The only audio track included is a straightforward Dolby Digital 2.0 mix preserving the original French dialogue. I'm somewhat surprised that a 5.1 track was not included (one is present on the French and Australian releases), but for this type of film, stereo is acceptable. There are no obvious problems with the sound, but it fails to distinguish itself in any way. This is simply a solid 2-channel mix: nothing more, nothing less.

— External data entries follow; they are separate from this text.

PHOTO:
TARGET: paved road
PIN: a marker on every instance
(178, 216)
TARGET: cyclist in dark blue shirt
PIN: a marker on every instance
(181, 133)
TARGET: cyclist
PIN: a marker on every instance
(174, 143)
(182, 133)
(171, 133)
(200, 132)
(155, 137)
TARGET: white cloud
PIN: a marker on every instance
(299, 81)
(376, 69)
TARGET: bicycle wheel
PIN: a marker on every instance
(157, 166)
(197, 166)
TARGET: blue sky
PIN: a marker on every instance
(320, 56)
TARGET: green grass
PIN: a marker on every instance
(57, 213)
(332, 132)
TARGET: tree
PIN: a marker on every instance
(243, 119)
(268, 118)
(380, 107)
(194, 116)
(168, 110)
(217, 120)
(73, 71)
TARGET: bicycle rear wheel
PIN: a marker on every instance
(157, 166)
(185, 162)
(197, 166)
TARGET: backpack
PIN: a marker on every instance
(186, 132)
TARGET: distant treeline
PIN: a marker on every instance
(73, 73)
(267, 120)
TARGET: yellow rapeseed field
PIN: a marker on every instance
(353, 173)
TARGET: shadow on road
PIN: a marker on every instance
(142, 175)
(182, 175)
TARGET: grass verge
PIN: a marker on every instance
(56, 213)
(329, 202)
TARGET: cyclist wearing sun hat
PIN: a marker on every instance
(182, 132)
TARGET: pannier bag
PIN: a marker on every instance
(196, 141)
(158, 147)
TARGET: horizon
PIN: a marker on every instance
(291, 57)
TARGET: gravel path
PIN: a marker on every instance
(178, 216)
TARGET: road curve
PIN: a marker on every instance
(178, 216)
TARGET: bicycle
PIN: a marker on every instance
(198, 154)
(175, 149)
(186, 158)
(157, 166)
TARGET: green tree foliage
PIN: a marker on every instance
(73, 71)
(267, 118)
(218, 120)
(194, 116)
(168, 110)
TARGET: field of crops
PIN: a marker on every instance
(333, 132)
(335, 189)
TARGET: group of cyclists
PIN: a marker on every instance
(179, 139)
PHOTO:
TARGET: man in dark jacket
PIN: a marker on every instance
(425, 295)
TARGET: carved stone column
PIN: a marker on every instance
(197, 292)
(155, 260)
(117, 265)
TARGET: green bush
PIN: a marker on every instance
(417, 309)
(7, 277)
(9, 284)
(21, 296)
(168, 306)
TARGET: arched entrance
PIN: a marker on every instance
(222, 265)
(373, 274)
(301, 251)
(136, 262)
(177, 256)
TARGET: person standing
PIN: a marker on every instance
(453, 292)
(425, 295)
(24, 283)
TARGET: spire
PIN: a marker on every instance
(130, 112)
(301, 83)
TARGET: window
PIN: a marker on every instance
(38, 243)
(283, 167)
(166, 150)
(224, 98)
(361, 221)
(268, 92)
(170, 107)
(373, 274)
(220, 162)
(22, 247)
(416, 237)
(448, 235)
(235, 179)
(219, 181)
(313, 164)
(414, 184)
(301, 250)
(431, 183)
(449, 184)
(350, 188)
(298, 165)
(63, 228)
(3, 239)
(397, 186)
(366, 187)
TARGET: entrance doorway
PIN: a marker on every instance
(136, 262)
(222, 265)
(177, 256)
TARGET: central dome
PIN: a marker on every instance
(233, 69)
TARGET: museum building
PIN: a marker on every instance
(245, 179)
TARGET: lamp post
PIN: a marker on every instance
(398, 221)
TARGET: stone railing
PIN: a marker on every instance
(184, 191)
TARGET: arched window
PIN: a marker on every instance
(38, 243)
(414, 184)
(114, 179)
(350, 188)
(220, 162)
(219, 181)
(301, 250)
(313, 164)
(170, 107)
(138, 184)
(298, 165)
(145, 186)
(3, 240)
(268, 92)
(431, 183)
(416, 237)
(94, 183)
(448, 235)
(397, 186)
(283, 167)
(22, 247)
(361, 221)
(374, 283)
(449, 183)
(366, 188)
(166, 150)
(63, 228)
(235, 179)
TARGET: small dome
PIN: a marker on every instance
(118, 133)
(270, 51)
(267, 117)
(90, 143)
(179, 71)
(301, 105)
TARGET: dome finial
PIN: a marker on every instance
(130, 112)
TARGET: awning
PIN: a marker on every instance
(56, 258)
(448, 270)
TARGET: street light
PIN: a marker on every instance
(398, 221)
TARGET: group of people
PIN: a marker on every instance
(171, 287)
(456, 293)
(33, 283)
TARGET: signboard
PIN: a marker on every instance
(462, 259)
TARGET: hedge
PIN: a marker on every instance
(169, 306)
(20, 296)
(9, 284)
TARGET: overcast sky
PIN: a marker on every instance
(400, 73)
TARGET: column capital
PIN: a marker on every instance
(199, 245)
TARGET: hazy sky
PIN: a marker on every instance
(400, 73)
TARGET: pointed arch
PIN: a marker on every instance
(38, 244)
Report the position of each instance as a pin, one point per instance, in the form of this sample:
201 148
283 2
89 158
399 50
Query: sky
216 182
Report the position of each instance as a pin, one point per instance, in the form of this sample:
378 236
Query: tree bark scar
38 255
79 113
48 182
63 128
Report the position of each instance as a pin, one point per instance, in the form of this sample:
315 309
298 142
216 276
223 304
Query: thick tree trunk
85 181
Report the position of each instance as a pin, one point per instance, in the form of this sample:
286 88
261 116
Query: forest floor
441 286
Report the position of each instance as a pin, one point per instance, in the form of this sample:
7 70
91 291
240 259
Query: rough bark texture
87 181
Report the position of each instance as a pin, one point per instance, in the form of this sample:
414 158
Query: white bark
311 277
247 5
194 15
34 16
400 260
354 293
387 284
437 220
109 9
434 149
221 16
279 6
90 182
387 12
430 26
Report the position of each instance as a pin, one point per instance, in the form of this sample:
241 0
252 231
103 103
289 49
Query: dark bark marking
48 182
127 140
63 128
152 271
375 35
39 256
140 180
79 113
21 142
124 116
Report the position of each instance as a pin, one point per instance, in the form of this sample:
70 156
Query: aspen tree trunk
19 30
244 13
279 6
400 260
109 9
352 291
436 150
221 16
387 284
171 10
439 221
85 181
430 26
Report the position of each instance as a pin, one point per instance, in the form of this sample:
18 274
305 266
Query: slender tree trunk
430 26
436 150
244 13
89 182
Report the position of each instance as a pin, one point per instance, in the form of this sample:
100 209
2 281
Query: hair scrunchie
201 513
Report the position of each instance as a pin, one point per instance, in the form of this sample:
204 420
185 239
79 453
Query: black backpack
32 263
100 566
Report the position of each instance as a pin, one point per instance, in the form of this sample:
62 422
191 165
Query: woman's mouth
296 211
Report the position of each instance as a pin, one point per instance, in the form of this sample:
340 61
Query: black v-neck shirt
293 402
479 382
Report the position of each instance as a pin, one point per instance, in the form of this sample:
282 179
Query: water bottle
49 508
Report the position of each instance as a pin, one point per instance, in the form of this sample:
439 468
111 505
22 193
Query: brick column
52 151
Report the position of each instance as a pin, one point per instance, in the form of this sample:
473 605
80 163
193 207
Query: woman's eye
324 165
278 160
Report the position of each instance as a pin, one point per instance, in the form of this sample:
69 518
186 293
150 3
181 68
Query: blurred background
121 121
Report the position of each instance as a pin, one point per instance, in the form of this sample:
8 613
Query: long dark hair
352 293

Extras are limited to a theatrical trailer, presented in 1.85:1 anamorphic widescreen with burned-in English subtitles. The trailer actually gives the impression that the film being advertised is an engaging erotic thriller, when in fact the end result turns out to be neither particular engaging, nor particularly erotic, nor particularly thrilling.

The Australian release fares somewhat better than the version we get on this blighted isle, featuring the same burned-in subtitles but including an image gallery and a half-hour documentary (in unsubtitled French), whereas the French release is even better, with a subtitle-free transfer, the documentary and an audio commentary by Anne Fontaine and Fanny Ardant. However, its lack of English subtitles will probably make it a non-starter for most of this site's readers.

I assure you it was anything but.


Nathalie, while showing promise and featuring three extremely talented performers as its leads, proves to be a sluggish and infuriatingly tedious affair, livened up only by some nice photography and the ever-sumptuous Emmanuelle Béart. Recommended only for those with the patience of a saint, the film is presented on a DVD that looks to have been the result of extreme laziness.

Oh, and the British/French culture clash continues with this film, which is rated 15 on this side of the pond but is rated as acceptable for all ages in France. Since our moustachioed neighbours have their heads screwed on properly with regard to sex, I am going to suggest that sane individuals defer to their rating scheme for this particular film and ignore the BBFC's draconian '15'.

Nathalie is released in the UK on 31st January 2005.